Terabytes of Flash memory are affordable now and much faster 3D Xpoint memory in Terabyte sizes should be affordable in the next few years

Samsung PM1633a is a 16TB (Terabyte) SSD (Solid state flash drive, formatted capacity, 15.36TB). It was announced at the 2015 Flash Memory Summit. The massive increase in density is thanks to the 48-layer 3D TLC NAND that Samsung announced earlier this week. Based on the company’s own statistics, each of its new 3D NAND chips can hold up to 256Gb (32GB). That means 32 chips per terabyte, and 512 chips to provide 16TB of data.

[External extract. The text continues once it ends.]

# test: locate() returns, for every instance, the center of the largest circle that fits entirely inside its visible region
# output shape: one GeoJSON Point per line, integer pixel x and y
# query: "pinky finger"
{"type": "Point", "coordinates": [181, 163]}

Intel and Micron have the 3D XPoint memory. 600 of the 128 gigabit chips would be about 9 TB of data.

2 Terabyte solid state flash drives are about $750

3D Xpoint has 128 gigabit array memory chips which is non-volatile (does not electricity to retain memory) and has 10s nanosecond read latency.

Volume production at a fabrication plant in Utah is expected in 2016. Claimed operating speed and write durability are both up to 1,000 times higher than flash memory.

While NAND flash uses electric charge and block addressing to store data, 3D XPoint uses electrical resistance and is bit addressable. Individual data cells do not need a transistor, so packing density will be 8-10 times greater than DRAM, and similar to NAND. Operating speed is expected to be slower than DRAM, while price per bit will be higher than NAND and lower than DRAM.